The research activities are dedicated to study the reactivity of fission products (idoine, caesium, ...) or power plant materials in the hypothetical case of a severe accident occuring to a nuclear power plant.

Ces éléments, après avoir été émis du combustible nucléaire dégradé notamment par défaut de refroidissement, sont alors transportés dans le circuit primaire du réacteur pour atteindre l’enceinte de confinement. Dans ces deux zones spécifiques, circuit primaire et enceinte de confinement, il existe encore de nombreuses incertitudes sur la spéciation chimique des PF et éléments issus des matériaux de structure. Leur spéciation est principalement pilotée par leur réactivité dans ces conditions d’accident sévère. Les incertitudes concernent notamment le molybdène, le césium, le bore et l’iode, ce dernier présentant un intérêt tout particulier en raison de son fort impact radiologique en cas de rejets dans l’environnement. Les thèmes de recherches développés visent à mieux comprendre la réactivité des PF et éléments de structure dans de telles conditions, ainsi que les mécanismes cinétiques mis en jeu.
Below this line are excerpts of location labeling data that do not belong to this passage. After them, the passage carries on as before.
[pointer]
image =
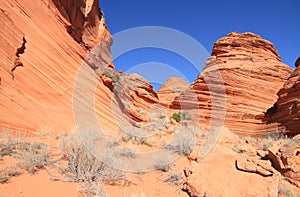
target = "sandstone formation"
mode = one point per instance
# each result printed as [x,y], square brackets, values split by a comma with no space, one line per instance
[285,156]
[226,173]
[40,60]
[252,73]
[85,22]
[172,88]
[286,111]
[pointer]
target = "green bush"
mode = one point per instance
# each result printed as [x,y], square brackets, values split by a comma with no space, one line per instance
[113,75]
[181,116]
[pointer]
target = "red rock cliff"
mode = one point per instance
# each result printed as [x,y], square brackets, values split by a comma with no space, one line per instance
[40,60]
[252,74]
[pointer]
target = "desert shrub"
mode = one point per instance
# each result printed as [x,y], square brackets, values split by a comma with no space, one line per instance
[248,139]
[84,168]
[7,172]
[31,156]
[160,164]
[36,157]
[286,192]
[174,178]
[181,116]
[268,140]
[113,75]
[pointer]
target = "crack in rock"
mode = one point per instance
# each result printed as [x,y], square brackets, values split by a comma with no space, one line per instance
[18,62]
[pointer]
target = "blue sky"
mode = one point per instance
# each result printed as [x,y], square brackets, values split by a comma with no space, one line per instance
[205,21]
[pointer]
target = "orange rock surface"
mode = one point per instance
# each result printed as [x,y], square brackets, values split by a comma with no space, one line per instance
[40,60]
[251,72]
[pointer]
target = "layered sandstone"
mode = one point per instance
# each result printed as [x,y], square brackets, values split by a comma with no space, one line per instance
[286,111]
[40,61]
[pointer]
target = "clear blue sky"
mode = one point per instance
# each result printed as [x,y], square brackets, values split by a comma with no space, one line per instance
[206,21]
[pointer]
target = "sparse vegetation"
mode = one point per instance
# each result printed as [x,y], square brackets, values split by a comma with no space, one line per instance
[182,144]
[268,140]
[113,75]
[286,192]
[36,157]
[160,164]
[7,173]
[174,178]
[29,156]
[181,116]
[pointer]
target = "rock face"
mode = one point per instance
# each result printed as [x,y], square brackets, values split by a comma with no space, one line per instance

Afin de répondre aux lacunes de la littérature concernant les paramètres thermocinétiques des espèces chimiques d’intérêt nucléaire et notamment les espèces iodées, différentes méthodes de calculs ab initio et  DFT sont mises en œuvre afin de déterminer les constantes de vitesses de réactions directement impliquées dans la réactivité des PF en conditions accidentelles.

L’iode est un élément d’intérêt aussi bien dans le domaine de la sureté nucléaire que dans celui de la chimie de l’environnement. Les océans constituent un important réservoir d’iode sous toutes ses formes. Les composés organiques halogénés, produits notamment par les macroalgues et le phytoplancton dans la couche limite marine, peuvent participer à la génération d’aérosols présentant des durées de vie (de quelques heures à quelques jours) compatibles avec leur transport à longue distance dans l’atmosphère Ils peuvent atteindre la basse stratosphère et aussi participer à des cycles catalytiques de destruction de l’ozone stratosphérique. Les données thermocinétiques de ces réactions impliquant l’iode atmosphérique suscitent toujours l’intérêt des scientifiques car elles doivent être prises en compte dans les modèles atmosphériques.